In contemporary death industry circles, this contemplative work is an important aspect of having a good death – that we have a say and aren’t afraid to speak up about our wishes for fear of sounding morbid or strange.

I wrote my own variation of this poem in the form of a poetic Heart Will last year for a pilot e-course launch that the good folks at Willow EOL were spearheading, and it was a powerful exercise in getting real and imaginal about my own death. It was also a great method for engaging in a bit of self-eulogizing. I was able to weave in lines that spoke to my inimitable essence and I got to be bossy from what will be the great beyond, by asking that they “sing me home as only a threshold choir of loved ones can: off-key and out of sync.”

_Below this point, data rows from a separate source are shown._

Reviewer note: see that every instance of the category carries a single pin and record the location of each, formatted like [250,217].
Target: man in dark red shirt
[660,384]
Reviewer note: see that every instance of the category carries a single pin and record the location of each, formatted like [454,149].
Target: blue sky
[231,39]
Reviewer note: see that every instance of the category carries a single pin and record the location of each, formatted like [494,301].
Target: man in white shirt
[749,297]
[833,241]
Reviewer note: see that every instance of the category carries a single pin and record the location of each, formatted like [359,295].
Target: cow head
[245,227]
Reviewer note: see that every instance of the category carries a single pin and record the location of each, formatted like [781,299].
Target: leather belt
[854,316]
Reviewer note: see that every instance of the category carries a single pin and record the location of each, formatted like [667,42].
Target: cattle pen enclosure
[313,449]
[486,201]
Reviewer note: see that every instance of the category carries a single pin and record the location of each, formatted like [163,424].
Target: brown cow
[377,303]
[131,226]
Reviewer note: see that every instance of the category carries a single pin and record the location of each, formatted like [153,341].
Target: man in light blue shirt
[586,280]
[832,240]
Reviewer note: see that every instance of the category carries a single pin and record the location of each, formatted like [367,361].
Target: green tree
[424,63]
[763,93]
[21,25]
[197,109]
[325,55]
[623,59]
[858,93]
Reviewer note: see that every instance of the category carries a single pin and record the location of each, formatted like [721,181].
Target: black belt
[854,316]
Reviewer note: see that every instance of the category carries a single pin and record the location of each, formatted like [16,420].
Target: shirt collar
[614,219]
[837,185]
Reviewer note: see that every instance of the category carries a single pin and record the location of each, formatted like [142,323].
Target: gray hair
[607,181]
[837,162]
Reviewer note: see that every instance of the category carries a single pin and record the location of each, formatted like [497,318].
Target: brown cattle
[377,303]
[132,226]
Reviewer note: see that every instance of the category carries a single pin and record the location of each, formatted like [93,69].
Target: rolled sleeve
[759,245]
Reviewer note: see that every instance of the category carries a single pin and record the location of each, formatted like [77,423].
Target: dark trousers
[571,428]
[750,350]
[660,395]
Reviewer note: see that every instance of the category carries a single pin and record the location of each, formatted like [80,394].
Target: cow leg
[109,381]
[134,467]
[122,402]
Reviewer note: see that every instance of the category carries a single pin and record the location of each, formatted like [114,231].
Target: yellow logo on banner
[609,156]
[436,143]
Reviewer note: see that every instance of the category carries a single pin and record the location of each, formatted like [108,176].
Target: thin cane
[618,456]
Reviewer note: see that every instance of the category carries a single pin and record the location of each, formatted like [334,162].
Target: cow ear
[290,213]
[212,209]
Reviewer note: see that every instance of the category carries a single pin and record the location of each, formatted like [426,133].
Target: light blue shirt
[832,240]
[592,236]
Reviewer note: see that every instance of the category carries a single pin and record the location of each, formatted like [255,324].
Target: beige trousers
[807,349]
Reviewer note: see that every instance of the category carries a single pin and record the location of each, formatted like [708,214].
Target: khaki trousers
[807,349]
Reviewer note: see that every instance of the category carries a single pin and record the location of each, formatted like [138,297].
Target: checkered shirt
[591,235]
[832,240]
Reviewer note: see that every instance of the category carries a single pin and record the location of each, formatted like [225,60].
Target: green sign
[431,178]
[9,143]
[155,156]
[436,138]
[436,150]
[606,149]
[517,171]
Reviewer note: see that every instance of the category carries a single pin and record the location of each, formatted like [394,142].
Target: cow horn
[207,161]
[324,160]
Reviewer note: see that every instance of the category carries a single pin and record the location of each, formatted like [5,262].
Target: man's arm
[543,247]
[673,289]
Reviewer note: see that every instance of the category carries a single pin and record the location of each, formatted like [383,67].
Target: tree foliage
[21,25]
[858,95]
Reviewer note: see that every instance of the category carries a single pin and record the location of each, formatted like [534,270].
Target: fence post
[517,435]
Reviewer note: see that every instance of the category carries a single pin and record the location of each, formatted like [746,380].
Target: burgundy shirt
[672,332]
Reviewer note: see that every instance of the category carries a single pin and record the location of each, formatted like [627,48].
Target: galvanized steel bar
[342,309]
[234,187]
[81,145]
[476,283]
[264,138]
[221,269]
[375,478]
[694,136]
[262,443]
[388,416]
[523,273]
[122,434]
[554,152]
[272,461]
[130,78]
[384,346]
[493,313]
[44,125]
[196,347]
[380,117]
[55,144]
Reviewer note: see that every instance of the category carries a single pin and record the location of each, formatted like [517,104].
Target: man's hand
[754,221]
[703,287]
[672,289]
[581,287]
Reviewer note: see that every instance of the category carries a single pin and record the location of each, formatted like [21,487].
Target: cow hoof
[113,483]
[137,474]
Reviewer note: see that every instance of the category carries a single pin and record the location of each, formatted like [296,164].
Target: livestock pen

The grim truth is that we all have an as-yet unwritten poem called When I Die. It’s not If I Die. It’s kind of a bigger deal than we make of it, insofar as all our life roads are going to lead there. Why then do we spend so little time talking about it?

Let’s start getting wise to those whys so we can get busy really verbing all the rest of our days with a little more zest mixed with a good balance of rest.


WHEN I DIE } by Lucille Lang Day

Let the sky be blue as a Steller’s jay
and rippled with clouds, the trail
be rimmed with blossoms blowing
in wind soft as baby’s breath.
Notice the red maids, each with five
bright petals and hairy-edged sepals,
and sun cups—light-filled chalices
on stalks ringed with oval leaves.

Take a lance-like leaf from a bay tree,
break it and breathe deeply. Look
for the black cap and yellow breast
of a Wilson’s warbler if you hear
a series of musical chirps, dropping
slightly in pitch toward the end,
coming from the willow by the stream.

Wear vermillion, indigo or violet. Eat
wild mushroom risotto with fresh thyme
and Taleggio cheese. Take a bite
of curried chicken with eggplant relish.
Let your tongue caress fresh
strawberries, kiwi fruit and grapes.

Taste—no devour!—the chocolate-hazelnut
truffle tart. Open a bottle of chardonnay.
Read a poem that mentions luminous cells
or blue-pod lupine, its curved banner petals
waving on a cliff by the raucous sea.

Put on a CD that’s good for dancing,
maybe rock-n-roll from the fifties or sixties.
I always liked Little Richard and the Beatles.
Move as the music enters your body. Feel
your heart beat faster, then think of me.

I will be your partner, the air and light
that surround you. Give yourself
to the rhythm as arms and legs lead you.
I will be there, spinning with you.
Trust me. I won’t step on your feet.